Auf der Aufnahme ist auch zu sehen, wie weitere Männer dem Produzenten zu Hilfe eilen und die Polizei aus dem Studio drängen. Die Beamten werfen dann eine Tränengasgranate durch die Tür und führen "Michel" mit gezückten Waffen ab, wie Handyvideos von Anwohnern zeigen.
Von "unerträglichen Bildern" sprach der stellvertretende Pariser Bürgermeister Emmanuel Grégoire auf Twitter. Oppositionspolitiker im französischen Parlament kritisierten Innenminister Darmanin scharf und forderten von ihm erneut den Rückzug eines Gesetzes für "umfassende Sicherheit", das die Verbreitung solcher Aufnahmen von Polizisten unter Strafe stellen soll.
Darmanin hatte sich erst am Dienstag "schockiert" über Bilder geäußert, welche die brutale Räumung eines Pariser Flüchtlingslagers durch die Polizei zeigen. Am gleichen Tag nahm die Nationalversammlung in erster Lesung sein Gesetz an.
Mit dem Film-Verbot will Darmanin nach eigenen Angaben die Polizei schützen, die nach einer Vielzahl ähnlicher Aufnahmen über persönliche Angriffe klagt. Medienvertretern drohen bei Verstößen bis zu ein Jahr Haft und eine Geldstrafe von 45'000 Euro. Journalisten protestieren seit Wochen gegen das Gesetz.
Wegen der Vorfälle könnte dem Pariser Polizeipräfekt Lallement die Entlassung drohen. Vor dem Bekanntwerden der neuen Videos hatte Innenminister Darmanin ihm noch sein "Vertrauen" ausgesprochen.
Der erst 38 Jahre alte Innenminister ist aber selbst unter Druck: Die konservative Zeitung "Le Figaro" berichtete unter Berufung auf das Umfeld von Präsident Emmanuel Macron, Darmanin werde wegen des Film-Verbots "zum Problem". Er war im Juli trotz laufender Ermittlungen wegen der mutmaßlichen Vergewaltigung einer früheren Prostituierten überraschend ins Amt gekommen.
In Online-Netzwerken forderten viele Nutzer den Rücktritt des Ministers.

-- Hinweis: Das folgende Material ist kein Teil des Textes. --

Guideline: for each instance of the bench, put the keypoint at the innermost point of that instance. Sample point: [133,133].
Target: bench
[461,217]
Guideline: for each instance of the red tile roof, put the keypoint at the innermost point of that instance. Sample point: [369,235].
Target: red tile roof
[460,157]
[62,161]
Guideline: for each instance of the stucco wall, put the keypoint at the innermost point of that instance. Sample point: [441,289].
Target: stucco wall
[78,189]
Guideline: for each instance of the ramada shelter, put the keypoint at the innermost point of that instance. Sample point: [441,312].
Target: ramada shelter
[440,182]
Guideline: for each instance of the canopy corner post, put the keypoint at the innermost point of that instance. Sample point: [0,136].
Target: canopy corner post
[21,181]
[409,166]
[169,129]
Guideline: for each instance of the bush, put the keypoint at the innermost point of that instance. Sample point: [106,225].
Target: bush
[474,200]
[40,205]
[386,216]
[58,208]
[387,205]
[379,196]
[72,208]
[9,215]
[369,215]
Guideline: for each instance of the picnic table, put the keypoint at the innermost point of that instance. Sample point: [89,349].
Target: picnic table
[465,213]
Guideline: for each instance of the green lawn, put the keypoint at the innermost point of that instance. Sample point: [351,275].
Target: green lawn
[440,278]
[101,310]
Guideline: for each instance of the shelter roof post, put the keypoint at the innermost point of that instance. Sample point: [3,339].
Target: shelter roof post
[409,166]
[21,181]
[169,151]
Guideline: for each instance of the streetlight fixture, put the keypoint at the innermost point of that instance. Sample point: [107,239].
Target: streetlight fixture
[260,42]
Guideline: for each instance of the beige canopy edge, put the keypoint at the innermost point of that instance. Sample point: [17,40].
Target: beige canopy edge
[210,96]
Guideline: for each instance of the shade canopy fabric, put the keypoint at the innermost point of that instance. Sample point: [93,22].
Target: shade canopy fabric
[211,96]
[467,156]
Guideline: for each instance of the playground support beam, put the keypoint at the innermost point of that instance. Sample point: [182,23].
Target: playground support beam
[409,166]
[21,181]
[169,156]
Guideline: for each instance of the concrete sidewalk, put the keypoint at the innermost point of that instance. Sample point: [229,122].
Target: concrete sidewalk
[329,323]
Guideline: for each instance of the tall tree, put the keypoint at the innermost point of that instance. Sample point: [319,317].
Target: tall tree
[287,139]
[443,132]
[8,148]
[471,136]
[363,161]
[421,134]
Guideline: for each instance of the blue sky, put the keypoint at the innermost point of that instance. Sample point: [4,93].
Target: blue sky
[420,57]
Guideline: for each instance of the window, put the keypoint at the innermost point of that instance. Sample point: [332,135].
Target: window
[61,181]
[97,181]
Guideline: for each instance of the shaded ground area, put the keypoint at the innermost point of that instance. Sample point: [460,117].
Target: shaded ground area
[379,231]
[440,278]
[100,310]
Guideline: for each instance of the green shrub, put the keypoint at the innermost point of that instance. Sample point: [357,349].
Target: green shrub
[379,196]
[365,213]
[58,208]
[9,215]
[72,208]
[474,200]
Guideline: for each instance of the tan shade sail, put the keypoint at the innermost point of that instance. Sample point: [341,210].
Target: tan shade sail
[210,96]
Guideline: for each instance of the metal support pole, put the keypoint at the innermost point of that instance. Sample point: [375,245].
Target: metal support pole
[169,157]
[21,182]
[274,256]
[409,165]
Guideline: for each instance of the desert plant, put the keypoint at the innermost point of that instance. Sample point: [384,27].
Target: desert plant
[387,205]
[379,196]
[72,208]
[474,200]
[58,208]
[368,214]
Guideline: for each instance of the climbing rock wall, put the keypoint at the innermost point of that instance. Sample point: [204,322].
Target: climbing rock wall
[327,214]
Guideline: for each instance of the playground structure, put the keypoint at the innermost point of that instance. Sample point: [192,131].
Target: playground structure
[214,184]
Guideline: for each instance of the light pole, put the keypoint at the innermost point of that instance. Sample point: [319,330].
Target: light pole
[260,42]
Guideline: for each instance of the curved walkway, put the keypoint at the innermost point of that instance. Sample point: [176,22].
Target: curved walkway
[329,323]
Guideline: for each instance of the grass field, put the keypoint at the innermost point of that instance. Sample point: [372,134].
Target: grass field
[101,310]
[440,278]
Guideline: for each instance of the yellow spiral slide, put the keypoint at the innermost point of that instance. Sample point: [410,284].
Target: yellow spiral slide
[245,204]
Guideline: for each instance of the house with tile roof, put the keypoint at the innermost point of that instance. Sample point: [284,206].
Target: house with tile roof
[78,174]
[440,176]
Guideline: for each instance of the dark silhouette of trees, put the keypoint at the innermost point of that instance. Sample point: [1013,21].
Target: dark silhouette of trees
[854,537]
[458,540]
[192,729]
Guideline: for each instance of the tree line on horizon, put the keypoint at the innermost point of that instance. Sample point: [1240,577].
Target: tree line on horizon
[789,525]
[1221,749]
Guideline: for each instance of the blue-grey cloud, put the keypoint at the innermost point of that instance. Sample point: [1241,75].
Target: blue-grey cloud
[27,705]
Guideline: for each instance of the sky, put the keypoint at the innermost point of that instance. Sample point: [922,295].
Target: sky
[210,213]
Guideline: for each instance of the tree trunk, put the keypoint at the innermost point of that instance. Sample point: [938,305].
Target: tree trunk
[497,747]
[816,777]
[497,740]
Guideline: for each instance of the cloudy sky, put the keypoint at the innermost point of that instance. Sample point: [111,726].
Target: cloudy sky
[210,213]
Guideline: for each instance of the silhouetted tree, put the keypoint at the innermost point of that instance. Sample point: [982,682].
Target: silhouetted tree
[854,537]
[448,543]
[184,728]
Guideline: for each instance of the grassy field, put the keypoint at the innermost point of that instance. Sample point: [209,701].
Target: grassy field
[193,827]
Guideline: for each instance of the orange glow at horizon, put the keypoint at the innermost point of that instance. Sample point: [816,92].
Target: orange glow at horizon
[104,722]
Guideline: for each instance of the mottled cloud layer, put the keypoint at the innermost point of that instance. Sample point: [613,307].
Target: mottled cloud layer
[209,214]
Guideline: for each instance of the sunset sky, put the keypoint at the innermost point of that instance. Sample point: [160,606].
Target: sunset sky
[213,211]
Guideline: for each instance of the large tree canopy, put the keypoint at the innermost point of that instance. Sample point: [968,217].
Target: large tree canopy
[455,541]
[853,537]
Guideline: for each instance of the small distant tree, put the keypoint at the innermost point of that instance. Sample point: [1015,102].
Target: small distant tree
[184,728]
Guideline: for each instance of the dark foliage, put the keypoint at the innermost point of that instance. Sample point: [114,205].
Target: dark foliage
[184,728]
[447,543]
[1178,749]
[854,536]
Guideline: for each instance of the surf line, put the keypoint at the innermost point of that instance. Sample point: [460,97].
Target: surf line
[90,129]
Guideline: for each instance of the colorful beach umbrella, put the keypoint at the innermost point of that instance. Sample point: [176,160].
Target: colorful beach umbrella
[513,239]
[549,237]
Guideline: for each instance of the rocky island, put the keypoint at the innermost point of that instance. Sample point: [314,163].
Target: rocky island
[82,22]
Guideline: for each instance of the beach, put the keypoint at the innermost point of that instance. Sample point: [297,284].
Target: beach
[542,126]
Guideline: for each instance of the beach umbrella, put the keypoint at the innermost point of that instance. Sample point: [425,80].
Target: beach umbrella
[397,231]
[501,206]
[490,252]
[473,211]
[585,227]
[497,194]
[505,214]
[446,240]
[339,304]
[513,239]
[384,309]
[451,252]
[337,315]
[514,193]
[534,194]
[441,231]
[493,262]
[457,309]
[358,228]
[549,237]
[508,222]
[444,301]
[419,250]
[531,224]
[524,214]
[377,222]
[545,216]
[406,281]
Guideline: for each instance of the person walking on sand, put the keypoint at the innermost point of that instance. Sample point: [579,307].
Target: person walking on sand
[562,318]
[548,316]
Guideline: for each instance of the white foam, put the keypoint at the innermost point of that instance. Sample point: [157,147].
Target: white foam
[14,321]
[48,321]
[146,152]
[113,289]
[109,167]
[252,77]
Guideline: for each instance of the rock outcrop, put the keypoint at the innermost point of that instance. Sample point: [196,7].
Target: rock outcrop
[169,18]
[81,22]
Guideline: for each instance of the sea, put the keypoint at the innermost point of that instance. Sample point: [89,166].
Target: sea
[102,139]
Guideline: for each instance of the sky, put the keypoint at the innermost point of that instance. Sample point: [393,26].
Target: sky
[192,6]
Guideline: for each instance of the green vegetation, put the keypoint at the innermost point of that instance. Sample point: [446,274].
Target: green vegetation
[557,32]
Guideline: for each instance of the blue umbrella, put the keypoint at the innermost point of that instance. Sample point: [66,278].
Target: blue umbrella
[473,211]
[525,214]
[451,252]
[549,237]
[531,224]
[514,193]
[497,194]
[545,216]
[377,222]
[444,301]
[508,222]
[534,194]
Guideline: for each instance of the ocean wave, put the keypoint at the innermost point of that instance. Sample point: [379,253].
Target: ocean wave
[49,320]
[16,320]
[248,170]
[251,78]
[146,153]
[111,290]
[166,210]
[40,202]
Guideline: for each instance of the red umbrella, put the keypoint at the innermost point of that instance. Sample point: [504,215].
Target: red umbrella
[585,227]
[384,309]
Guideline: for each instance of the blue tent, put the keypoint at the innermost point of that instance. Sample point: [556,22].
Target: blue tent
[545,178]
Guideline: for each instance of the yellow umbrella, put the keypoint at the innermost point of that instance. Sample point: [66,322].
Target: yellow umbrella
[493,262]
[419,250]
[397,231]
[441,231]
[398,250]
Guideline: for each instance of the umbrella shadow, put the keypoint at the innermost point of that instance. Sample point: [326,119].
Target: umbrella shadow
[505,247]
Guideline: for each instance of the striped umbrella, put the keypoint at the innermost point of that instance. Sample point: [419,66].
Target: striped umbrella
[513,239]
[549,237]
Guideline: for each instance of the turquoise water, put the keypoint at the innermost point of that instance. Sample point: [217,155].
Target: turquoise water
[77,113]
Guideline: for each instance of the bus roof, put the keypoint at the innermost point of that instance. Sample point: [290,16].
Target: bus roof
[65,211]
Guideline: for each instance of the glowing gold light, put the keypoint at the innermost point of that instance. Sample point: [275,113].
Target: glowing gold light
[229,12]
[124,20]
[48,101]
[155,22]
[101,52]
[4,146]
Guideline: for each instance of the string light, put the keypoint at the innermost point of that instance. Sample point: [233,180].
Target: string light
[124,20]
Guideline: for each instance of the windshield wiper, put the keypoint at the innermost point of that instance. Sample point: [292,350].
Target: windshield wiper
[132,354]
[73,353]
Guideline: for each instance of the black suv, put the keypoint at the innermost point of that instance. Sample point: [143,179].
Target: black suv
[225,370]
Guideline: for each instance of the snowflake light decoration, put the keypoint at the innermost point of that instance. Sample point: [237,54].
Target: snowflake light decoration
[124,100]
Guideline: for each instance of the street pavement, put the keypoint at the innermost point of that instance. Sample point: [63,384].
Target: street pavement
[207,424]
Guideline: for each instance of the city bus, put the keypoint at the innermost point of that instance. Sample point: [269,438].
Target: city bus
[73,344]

Zahlreiche teilten zudem ein Foto des schwarzen Musikproduzenten und seines von Schlägen entstellten Gesichts. "Wenn die Videos nicht wären, säße mein Klient nun vielleicht im Gefängnis", sagte sein Anwalt AFP.
Ein Gespräch mit Frankreichs Regierungschef Jean Castex über das Film-Verbot ließen Medienvertreter am Donnerstag kurzfristig platzen, nachdem die Präfektur einen für Samstag in Paris geplanten "Marsch der Freiheiten" aus Sicherheitsgründen untersagt hatte. Castex zeigte sich über die Reaktion der Journalisten "verblüfft".